Anything we think comes from who we are, who we’ve been, what we’ve read. So our thoughts about the future come from Greek and German philosophy, from poets like T. S. Eliot and Dylan Thomas.

And especially from paying attention to the messages hidden in the sculptures at Tippet Rise. Exploring what we’ve already got.

What we’d like to do at Tippet Rise is not to go forward, but to go deeper.

Existence isn’t backwards or forwards. It’s not about progress, or direction. Time has no direction. It’s entangled, like the weavings of willows in Patrick Dougherty’s Daydreams.

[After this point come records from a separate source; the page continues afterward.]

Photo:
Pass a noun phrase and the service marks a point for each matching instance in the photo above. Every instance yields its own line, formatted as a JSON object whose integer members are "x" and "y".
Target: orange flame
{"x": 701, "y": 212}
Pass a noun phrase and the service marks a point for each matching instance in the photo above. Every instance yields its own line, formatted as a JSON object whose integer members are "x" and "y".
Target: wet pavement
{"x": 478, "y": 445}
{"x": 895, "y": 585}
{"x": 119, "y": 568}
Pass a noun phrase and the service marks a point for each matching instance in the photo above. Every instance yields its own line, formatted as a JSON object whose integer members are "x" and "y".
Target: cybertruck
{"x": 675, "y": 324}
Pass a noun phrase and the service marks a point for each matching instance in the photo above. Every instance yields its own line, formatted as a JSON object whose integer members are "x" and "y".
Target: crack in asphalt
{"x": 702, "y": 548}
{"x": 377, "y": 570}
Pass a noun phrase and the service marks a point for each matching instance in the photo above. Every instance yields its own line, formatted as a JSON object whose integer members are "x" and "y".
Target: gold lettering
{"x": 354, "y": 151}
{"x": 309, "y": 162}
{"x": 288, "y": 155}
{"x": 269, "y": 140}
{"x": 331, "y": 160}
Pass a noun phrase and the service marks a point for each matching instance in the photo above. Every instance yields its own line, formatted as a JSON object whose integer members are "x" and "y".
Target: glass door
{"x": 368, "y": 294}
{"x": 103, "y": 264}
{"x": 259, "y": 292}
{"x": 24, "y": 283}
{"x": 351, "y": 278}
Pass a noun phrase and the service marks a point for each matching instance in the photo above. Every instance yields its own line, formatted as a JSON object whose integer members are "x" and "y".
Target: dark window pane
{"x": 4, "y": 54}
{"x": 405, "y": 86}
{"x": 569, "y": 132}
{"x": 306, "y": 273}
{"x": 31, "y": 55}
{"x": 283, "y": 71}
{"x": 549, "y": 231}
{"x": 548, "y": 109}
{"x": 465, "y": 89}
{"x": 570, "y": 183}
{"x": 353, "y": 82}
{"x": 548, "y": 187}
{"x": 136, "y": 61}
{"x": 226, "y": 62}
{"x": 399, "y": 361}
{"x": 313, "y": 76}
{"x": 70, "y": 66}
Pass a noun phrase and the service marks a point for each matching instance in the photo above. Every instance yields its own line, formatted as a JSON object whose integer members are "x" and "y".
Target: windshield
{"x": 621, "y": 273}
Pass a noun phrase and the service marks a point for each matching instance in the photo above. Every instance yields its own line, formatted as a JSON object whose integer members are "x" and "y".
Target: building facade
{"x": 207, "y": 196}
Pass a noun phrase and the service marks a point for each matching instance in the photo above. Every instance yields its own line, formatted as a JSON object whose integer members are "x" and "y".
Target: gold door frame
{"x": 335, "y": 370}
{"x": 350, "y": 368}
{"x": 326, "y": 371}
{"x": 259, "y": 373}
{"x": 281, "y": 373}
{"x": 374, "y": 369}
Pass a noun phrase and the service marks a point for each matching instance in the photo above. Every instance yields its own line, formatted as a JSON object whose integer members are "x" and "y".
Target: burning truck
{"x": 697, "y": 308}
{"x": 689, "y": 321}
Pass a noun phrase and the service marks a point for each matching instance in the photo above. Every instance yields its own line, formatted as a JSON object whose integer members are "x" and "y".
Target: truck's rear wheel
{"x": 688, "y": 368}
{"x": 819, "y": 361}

As Zarathustra said, all things are entwined, ensnared, enamored.

There is in quantum physics an electrical grid which has been here since before existence. This grid entangles the universe in itself.

And so matter doesn’t progress; it’s not directional: it rearranges, endlessly, what is already there, as Ensamble Studio’s Beartooth Portal rearranges the dirt and stone beneath it, the way it imitates the bearteeth themselves, spires forced out of the earth by volcanic pressure.

And so the challenge to time is to take time, to recognize and explore how we recycle our own components.

“Ouroboros” is a poem I wrote on Easter Sunday a couple of years ago, about recycling.